What is an Experiment?

A marketing experiment is a systematic procedure to test a new way to reach your audience and convince them to use what you have to offer.

You put something out there, have people consume it, and see what happens. Then you decide about the next steps.

It's a 6-step process:

  1. Make a hypothesis about what will happen when you market your stuff
  2. Choose a channel to reach your prospects (e.g. social network, blog, email)
  3. Tell a story (with text, images, audio, or video), via that channel
  4. Measure how people react to your story
  5. Learn by comparing reality to your hypothesis
  6. Keep what works, ditch what doesn't, then go to step 1.

Why it's difficult for solopreneurs to run marketing experiments

As a solopreneur, you wear many hats at the same time. You prefer building to marketing. But building or creating all day won't make people notice what you have to offer.

Some time ago, I acknowledged that it's true: I need marketing to sell the software that I build. From Jon Yongfook (maker of Bannerbear), I learned that there is a good rhythm for building and marketing:

  • 1 week of coding
  • 1 week of marketing

When you decide to adopt this rhythm, you may likely run into a problem. Whenever you return from building to marketing, you will probably have forgotten one or more of these things:

  • What story did you want to tell this time?
  • Where is the material (text, images, etc.) for that story?
  • Which channel do you want to use (your blog, your email list, your Twitter)?

Holy smokes, I once even forgot how to write and publish a blog post or a newsletter, only because I was so deep into building my software! 😳

This will lead nowhere. We have to prepare and write everything down so that running an experiment becomes dead simple when marketing time comes around.

Preparation is key, you only need it rarely

You only need to prepare once. Then you can run a bunch of experiments. Then you prepare again, for the next batch. Preparation makes it much easier to run successful experiments.

This is how to prepare for your first experiment:

  1. Nail your positioning.
  2. Get totally clear on your messaging.
  3. Bookmark your channels, material, places and tools.

Execution is easy, once you're prepared

With the preparation above, you're good to go. Define your experiments, run them, and learn from them. This is how you do it:

Define the experiment

This interactive demo shows you how to turn a story into an experiment.

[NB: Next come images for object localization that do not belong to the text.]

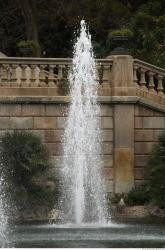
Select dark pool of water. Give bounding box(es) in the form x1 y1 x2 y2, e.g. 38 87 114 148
3 218 165 248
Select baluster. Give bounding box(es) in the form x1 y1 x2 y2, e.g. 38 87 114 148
157 75 164 95
26 66 31 86
21 64 27 87
39 64 46 86
63 65 69 78
11 64 18 86
148 72 155 91
2 64 9 86
0 65 2 85
133 66 138 85
102 65 110 87
97 64 103 84
48 65 55 86
16 66 21 86
58 64 64 80
139 68 147 88
30 64 38 87
35 66 40 86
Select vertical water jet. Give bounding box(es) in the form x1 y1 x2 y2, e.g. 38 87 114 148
60 20 109 225
0 173 9 247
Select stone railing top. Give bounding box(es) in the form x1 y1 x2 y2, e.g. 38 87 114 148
134 59 165 76
0 57 113 65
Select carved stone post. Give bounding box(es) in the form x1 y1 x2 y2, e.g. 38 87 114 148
110 55 135 193
157 75 164 95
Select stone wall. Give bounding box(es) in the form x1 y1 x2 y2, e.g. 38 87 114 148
134 105 165 186
0 101 114 193
0 54 164 195
0 98 164 194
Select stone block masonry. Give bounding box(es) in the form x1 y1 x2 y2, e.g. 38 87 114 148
134 105 165 187
0 96 164 195
0 100 114 193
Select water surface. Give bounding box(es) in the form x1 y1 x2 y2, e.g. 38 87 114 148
8 219 165 248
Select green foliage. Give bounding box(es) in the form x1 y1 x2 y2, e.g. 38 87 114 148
125 185 151 206
0 130 58 209
108 28 133 39
0 0 165 67
17 40 41 57
110 193 122 204
148 132 165 207
128 0 165 67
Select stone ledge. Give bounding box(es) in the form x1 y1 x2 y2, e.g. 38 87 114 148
0 95 164 113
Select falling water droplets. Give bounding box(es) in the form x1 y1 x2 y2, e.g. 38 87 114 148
60 20 109 225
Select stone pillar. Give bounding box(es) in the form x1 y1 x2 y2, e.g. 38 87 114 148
110 55 135 193
114 104 134 193
109 55 135 96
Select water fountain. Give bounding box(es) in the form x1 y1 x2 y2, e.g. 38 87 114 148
3 20 165 249
0 173 9 247
60 20 109 225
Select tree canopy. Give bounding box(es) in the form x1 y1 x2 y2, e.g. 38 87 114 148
0 0 164 67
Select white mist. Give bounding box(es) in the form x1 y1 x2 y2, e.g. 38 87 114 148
60 20 109 225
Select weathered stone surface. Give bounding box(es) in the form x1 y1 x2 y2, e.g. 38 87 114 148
134 168 144 180
103 168 113 180
100 105 113 116
134 117 143 128
101 117 113 129
45 104 69 116
101 142 113 154
46 143 63 155
111 55 134 87
135 130 154 141
45 130 64 142
33 117 56 129
102 155 113 167
135 155 149 167
100 130 113 142
22 104 45 116
0 117 10 129
114 104 134 147
135 106 155 117
114 148 134 193
143 117 165 129
135 142 157 154
105 180 114 193
0 104 21 116
10 117 33 129
56 117 67 129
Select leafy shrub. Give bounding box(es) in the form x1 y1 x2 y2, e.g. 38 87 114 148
0 131 58 209
125 185 151 206
108 28 133 39
148 132 165 207
17 40 41 57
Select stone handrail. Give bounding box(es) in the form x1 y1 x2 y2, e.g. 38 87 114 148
133 59 165 95
0 57 113 87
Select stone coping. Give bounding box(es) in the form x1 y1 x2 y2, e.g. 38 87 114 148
0 95 164 113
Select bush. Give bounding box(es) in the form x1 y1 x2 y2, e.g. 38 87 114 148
148 132 165 207
17 40 41 57
108 28 133 39
125 185 151 206
0 131 58 209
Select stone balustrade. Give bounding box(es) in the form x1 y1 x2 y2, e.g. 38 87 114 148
0 55 164 102
0 57 113 88
133 59 165 95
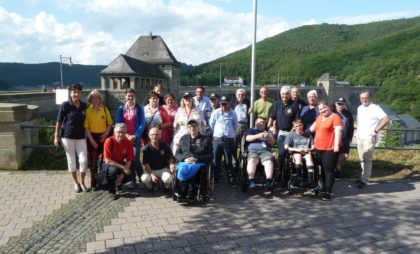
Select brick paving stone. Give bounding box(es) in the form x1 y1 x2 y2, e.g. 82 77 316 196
1 171 420 254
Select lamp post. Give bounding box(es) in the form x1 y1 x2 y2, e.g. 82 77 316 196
60 55 73 88
249 0 257 128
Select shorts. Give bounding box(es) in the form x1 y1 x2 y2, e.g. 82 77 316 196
248 150 273 163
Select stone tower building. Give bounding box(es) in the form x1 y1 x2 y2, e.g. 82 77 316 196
100 34 180 93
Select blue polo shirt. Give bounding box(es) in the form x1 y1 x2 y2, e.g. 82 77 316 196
209 108 238 138
269 100 299 131
300 106 319 130
245 128 274 151
57 100 87 139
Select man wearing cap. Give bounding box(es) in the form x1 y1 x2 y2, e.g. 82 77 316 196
175 119 213 198
194 86 212 122
355 90 389 188
233 88 251 170
300 90 319 130
209 96 238 183
332 97 354 178
268 86 299 183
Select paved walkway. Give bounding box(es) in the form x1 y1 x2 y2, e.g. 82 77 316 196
0 171 419 253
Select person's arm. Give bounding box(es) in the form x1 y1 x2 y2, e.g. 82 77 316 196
194 137 213 163
333 126 343 152
143 163 159 182
266 131 276 146
54 121 62 147
175 136 191 162
208 110 216 130
168 158 177 174
85 128 98 149
245 130 265 142
232 110 238 132
104 157 131 175
135 105 146 140
100 107 114 142
374 116 390 135
347 111 355 140
309 121 316 133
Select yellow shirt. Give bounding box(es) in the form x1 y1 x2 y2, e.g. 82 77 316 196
84 105 113 133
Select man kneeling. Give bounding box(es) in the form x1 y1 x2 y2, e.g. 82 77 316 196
245 117 276 190
102 123 133 200
141 127 176 190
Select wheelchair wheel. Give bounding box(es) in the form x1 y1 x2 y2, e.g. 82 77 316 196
277 155 290 188
206 162 215 197
287 179 294 195
238 153 248 193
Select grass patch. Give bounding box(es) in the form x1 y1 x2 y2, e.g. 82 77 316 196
21 148 67 171
340 149 420 181
21 118 67 171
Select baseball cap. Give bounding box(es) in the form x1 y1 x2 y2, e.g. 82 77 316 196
209 93 219 99
182 92 193 98
220 96 230 104
187 119 198 125
335 97 346 104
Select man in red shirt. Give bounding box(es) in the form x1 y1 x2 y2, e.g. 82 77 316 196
102 123 134 200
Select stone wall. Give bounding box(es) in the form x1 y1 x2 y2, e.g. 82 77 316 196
0 103 39 170
0 90 107 120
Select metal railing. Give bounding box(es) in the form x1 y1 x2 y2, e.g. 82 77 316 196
351 128 420 150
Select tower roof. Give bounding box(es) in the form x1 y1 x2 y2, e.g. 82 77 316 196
100 54 167 79
126 34 179 66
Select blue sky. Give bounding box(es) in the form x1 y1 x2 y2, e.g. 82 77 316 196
0 0 419 65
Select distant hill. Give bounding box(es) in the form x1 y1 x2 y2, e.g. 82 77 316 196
181 16 420 119
0 62 106 90
0 61 194 91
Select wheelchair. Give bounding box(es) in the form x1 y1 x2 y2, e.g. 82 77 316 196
283 151 322 196
172 162 214 204
237 145 278 194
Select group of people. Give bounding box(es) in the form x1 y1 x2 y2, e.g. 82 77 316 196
54 82 389 201
246 85 389 200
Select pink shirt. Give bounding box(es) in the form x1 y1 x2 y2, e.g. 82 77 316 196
162 105 179 122
124 107 137 135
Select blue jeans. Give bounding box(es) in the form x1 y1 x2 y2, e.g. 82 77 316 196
212 138 235 180
131 138 143 183
101 164 121 194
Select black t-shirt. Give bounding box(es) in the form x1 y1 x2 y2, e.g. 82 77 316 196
270 100 299 131
57 100 87 139
142 142 175 170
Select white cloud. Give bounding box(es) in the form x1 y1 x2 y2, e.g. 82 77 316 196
0 2 418 66
0 1 292 65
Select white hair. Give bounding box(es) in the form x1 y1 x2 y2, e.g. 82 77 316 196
280 86 291 94
236 88 246 94
114 123 126 131
307 90 318 98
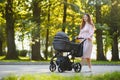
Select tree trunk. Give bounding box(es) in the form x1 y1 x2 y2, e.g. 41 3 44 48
45 29 49 60
110 0 119 61
45 0 50 60
111 30 119 61
21 32 24 50
0 39 3 56
96 30 106 60
32 0 44 60
5 0 18 59
95 2 106 61
62 0 67 32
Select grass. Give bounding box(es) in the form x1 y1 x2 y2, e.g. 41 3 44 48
0 56 120 65
91 60 120 65
2 72 120 80
0 56 48 62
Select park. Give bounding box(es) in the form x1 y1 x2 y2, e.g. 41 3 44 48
0 0 120 80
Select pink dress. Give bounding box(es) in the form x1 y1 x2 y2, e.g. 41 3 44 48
78 23 94 58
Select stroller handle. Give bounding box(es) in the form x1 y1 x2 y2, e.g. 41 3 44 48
76 37 84 39
71 37 86 42
76 37 86 42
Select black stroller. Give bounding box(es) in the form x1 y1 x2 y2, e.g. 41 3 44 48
49 32 86 73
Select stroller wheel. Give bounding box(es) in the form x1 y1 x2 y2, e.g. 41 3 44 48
58 66 64 73
49 63 56 72
73 63 82 73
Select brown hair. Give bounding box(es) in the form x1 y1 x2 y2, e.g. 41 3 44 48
80 13 95 29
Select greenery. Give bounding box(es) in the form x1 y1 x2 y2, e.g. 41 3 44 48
91 60 120 65
2 72 120 80
0 0 120 61
0 56 120 65
17 50 28 57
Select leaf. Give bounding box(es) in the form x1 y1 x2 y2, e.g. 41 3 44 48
62 1 84 14
0 0 4 3
69 3 84 14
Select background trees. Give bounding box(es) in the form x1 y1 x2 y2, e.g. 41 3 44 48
109 0 120 61
0 0 119 61
31 0 43 60
95 0 106 61
5 0 18 59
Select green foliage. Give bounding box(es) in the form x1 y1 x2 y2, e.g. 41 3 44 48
0 0 5 3
2 72 120 80
92 72 120 80
0 13 6 41
2 74 17 80
0 0 120 60
68 3 83 14
18 50 28 57
91 60 120 65
95 23 107 30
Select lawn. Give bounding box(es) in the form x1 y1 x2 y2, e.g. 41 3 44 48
0 56 120 65
2 71 120 80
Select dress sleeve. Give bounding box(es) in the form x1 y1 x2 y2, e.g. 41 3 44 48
87 25 94 39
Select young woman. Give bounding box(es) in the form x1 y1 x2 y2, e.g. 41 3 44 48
78 13 95 72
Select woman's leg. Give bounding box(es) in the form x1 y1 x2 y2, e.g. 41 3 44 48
81 58 86 65
80 58 85 71
86 58 92 71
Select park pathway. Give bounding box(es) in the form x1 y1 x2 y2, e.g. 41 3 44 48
0 64 120 79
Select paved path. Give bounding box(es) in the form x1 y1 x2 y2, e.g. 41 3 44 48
0 65 120 79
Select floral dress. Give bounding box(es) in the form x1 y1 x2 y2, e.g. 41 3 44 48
78 23 94 58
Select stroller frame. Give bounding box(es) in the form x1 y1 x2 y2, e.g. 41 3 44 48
49 32 86 73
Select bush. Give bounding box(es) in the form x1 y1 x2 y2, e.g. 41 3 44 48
19 50 28 57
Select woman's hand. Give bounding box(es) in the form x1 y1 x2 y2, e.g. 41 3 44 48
87 37 92 41
75 36 78 39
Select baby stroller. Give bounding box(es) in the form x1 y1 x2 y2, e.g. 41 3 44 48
49 32 86 73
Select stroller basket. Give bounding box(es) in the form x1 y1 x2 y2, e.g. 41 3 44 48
71 42 83 57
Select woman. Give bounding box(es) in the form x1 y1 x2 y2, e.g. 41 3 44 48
78 13 95 72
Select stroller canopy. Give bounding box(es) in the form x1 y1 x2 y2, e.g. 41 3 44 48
53 32 71 52
54 32 69 41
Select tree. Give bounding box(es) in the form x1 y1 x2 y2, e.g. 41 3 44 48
95 0 106 61
5 0 18 59
62 0 67 32
0 2 5 56
110 0 119 61
45 0 51 60
14 0 31 51
0 27 3 56
31 0 44 60
0 20 5 56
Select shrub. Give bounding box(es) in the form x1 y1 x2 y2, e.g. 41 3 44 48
19 50 28 57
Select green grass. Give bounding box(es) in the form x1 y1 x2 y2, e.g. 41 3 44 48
91 60 120 65
73 58 120 65
0 56 120 65
2 72 120 80
0 56 48 62
0 56 5 60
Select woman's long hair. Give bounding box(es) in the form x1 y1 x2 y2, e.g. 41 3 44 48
80 13 95 29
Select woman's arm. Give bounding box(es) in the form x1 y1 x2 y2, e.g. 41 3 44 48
87 25 94 40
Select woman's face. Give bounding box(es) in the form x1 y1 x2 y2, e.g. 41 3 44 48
83 15 88 22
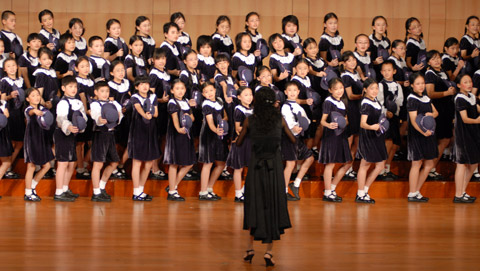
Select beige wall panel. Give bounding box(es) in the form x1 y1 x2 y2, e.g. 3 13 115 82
153 0 170 15
255 0 292 17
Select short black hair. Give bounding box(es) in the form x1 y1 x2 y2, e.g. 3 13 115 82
38 9 54 23
94 81 109 91
163 22 179 34
196 35 213 52
153 47 167 60
282 15 299 33
1 10 15 21
134 76 150 87
59 32 74 52
88 36 103 47
61 75 77 87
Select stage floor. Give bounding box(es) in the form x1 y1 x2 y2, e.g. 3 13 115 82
0 198 478 270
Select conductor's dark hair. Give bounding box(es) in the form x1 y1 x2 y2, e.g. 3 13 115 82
197 35 213 52
38 9 54 23
252 87 281 133
61 75 77 87
134 76 150 87
282 15 299 33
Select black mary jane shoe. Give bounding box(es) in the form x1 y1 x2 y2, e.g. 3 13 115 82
65 189 79 198
243 249 254 263
453 195 475 203
54 192 76 202
24 194 41 202
167 192 185 201
355 194 375 204
264 253 274 267
91 193 111 202
100 189 111 199
288 182 300 199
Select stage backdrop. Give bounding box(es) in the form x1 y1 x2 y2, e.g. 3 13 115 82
1 0 478 53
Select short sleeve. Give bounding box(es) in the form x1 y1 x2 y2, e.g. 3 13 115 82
104 40 116 54
269 58 279 71
54 57 68 74
167 100 180 115
322 100 334 115
455 96 470 112
442 57 456 73
341 74 353 88
459 37 471 51
360 102 371 115
318 37 330 52
124 57 134 70
0 81 7 94
473 73 480 89
406 42 419 59
202 103 214 116
151 94 159 107
407 97 419 112
234 108 245 123
424 71 436 84
130 96 141 106
18 55 28 67
231 56 243 71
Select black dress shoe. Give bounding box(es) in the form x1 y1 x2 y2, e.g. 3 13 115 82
43 168 55 179
453 196 475 203
24 194 41 202
199 193 218 201
167 192 185 201
407 196 429 202
288 182 300 199
65 189 79 198
100 189 111 199
355 194 375 204
463 193 476 201
286 193 299 201
54 192 76 202
264 253 274 267
208 192 221 200
323 193 342 202
149 170 168 180
234 195 244 203
91 193 111 202
132 192 152 201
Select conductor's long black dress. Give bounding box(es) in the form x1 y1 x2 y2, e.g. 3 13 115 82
242 115 292 243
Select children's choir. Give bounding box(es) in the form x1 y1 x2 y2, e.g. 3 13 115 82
0 9 479 204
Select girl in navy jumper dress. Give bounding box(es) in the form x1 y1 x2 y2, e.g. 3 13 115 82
215 53 238 140
319 13 343 72
125 35 147 82
232 32 258 85
425 50 456 180
356 79 387 204
281 15 303 58
134 16 155 67
0 58 25 179
405 17 427 74
0 99 13 198
68 18 87 57
226 87 253 202
245 12 265 64
171 12 192 51
128 77 160 201
369 16 391 81
38 9 60 57
459 16 480 75
406 73 438 202
319 78 351 202
442 38 466 81
54 33 77 81
453 74 479 203
74 56 94 179
354 34 375 81
108 61 130 179
23 88 54 201
198 82 228 201
104 19 128 62
211 16 234 58
268 33 295 92
18 33 42 88
164 80 196 201
197 35 216 83
340 51 363 179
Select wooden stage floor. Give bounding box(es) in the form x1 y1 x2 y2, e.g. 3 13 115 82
0 198 478 270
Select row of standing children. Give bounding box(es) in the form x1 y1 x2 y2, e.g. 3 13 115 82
0 9 479 203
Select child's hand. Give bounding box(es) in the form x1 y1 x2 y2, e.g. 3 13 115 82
188 99 197 107
375 56 384 64
160 92 169 103
327 122 338 129
371 123 380 131
116 49 124 57
446 87 456 96
68 125 79 133
109 97 114 101
176 127 187 134
457 59 465 70
122 107 126 113
472 48 479 58
293 47 302 56
144 112 152 120
317 71 327 77
34 109 44 116
216 127 224 136
423 130 432 137
239 80 248 86
387 111 394 119
292 125 302 134
425 112 434 117
330 58 339 67
279 70 289 80
412 63 424 71
225 96 233 104
10 90 19 98
98 116 108 124
306 98 313 106
8 52 15 59
46 43 55 50
65 71 74 76
253 49 261 57
45 101 53 109
403 81 410 87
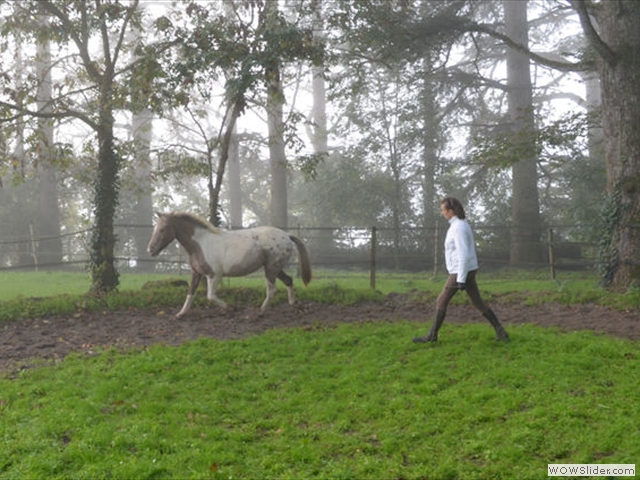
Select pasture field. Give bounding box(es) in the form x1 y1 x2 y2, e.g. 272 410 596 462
0 268 638 312
1 269 639 479
1 321 639 479
0 268 604 302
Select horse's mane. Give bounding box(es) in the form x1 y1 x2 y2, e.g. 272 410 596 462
171 212 221 234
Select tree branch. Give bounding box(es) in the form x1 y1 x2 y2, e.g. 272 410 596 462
38 0 103 81
111 0 140 68
410 14 594 73
0 100 98 130
469 22 594 72
569 0 617 65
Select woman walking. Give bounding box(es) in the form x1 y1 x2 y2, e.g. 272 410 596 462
413 197 509 343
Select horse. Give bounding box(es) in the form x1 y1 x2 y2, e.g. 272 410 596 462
146 212 312 317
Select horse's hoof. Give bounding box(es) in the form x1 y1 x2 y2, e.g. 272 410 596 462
291 303 308 313
221 305 237 316
412 335 437 343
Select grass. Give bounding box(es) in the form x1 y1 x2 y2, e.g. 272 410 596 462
0 269 639 478
1 322 639 479
1 269 639 322
0 271 183 301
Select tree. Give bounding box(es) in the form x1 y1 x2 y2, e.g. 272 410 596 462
1 0 151 292
569 0 640 289
129 21 154 271
301 0 336 253
47 0 140 292
264 0 288 229
504 0 542 265
35 12 63 268
154 0 321 227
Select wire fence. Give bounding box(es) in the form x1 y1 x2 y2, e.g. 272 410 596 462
0 221 616 288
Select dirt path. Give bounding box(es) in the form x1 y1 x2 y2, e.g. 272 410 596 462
2 295 639 373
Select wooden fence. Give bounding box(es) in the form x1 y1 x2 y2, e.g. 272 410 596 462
0 223 617 289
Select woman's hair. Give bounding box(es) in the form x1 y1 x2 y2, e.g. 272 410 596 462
441 197 466 219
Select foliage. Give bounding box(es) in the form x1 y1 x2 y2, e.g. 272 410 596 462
0 0 631 294
0 0 154 294
1 322 639 478
146 0 325 225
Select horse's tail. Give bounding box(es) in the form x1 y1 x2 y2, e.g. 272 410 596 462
290 235 312 286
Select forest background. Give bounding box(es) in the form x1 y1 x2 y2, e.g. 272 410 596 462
0 0 639 294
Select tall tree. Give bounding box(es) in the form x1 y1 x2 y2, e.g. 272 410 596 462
155 0 321 227
3 25 34 267
35 12 63 268
223 0 242 229
130 107 154 269
13 0 145 292
131 7 156 268
226 126 242 228
504 0 542 265
264 0 288 229
572 0 640 289
308 0 333 253
420 52 439 236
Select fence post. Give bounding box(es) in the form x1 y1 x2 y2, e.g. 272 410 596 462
370 226 377 290
29 223 39 272
548 228 556 281
297 224 302 278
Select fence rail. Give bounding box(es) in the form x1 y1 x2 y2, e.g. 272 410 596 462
1 222 623 288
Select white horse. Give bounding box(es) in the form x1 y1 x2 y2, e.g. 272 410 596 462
147 212 312 317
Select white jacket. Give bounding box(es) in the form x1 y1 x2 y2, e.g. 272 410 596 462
444 216 479 283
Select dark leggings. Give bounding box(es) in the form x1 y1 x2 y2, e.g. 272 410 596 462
436 270 489 314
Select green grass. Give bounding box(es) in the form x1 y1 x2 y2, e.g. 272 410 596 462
1 269 639 323
0 271 187 301
1 270 639 478
1 322 639 479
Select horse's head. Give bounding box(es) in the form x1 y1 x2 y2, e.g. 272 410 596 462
147 212 177 256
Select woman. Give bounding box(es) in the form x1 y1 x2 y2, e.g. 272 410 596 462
413 197 509 343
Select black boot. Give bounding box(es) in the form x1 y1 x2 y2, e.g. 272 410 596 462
413 310 446 343
483 308 510 342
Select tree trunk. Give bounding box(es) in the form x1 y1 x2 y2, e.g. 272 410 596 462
504 0 542 266
90 94 120 293
222 0 242 229
265 0 288 229
421 53 438 236
132 107 154 271
310 0 333 253
226 126 242 228
592 0 640 289
11 32 34 268
209 99 243 227
35 16 63 268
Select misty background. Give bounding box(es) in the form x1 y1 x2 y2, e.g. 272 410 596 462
0 1 615 289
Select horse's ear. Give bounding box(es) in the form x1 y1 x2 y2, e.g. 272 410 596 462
155 211 165 217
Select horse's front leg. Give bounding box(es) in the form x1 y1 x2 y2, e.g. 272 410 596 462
206 274 228 309
176 270 202 318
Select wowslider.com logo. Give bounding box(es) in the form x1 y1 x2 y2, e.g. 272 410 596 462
548 464 635 477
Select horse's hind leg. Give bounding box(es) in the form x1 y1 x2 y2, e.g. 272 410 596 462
206 274 228 309
277 271 295 305
261 278 277 311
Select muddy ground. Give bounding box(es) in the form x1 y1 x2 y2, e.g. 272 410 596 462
2 294 639 373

Click-thru demo: How to create an Experiment

Run the experiment

  • Open your project and click on the "Experiments" tab.
  • The list of your experiments will appear.
  • Click on the "Tasks" link of the experiment you want to run.

The Tasks view will appear. It tells you exactly where to find the stuff you need, where to put the results, which tools to use, and the step-by-step recipe that you wrote down:

Experiment Designer Screenshot
Experiment Designer – Tasks view

Integrate marketing into your to-do list in Todoist

2Quiet2Market integrates with Todoist, a popular task management app. For each experiment you design using the Experiment Designer, 2Quiet2Market generates a main task in Todoist, along with subtasks that are easy to understand and feel good to check off as completed.

Click on "Add as tasks in Todoist" to allow 2Quiet2Market to login and add some tasks.

Open Todoist, and you'll see a main task for the experiment, with several subtasks for the activities you wanted to do:

Todoist Integration Screenshot
Your Marketing Experiment turns into Tasks in Todoist, automatically

If you are unfamiliar with Todoist, it is a powerful tool that helps you organize and prioritize your tasks, so you can get more done in less time. With the integration of 2Quiet2Market, you can easily track your progress as you work through each marketing experiment, and feel a sense of accomplishment as you check off each task.

(Todoist has a generous free plan, so don't worry about money here.)

Execute one new experiment weekly

You may find it hard to come up with a new experiment every week or so.

Here's a formula that will help you: story * channel = experiments.

This means, if you got 4 stories to tell and 3 channels to use, you can run 4 times 3 = 12 experiments!

With one experiment per week, that's 12 weeks of experiments: Ample time to discover new stories or new channels, so you'll never run out with things you have to give to your prospects.

From each experiment, you will learn:

  • What story performed well?
  • Which channel gave a loud echo, and which ones were just pure silence?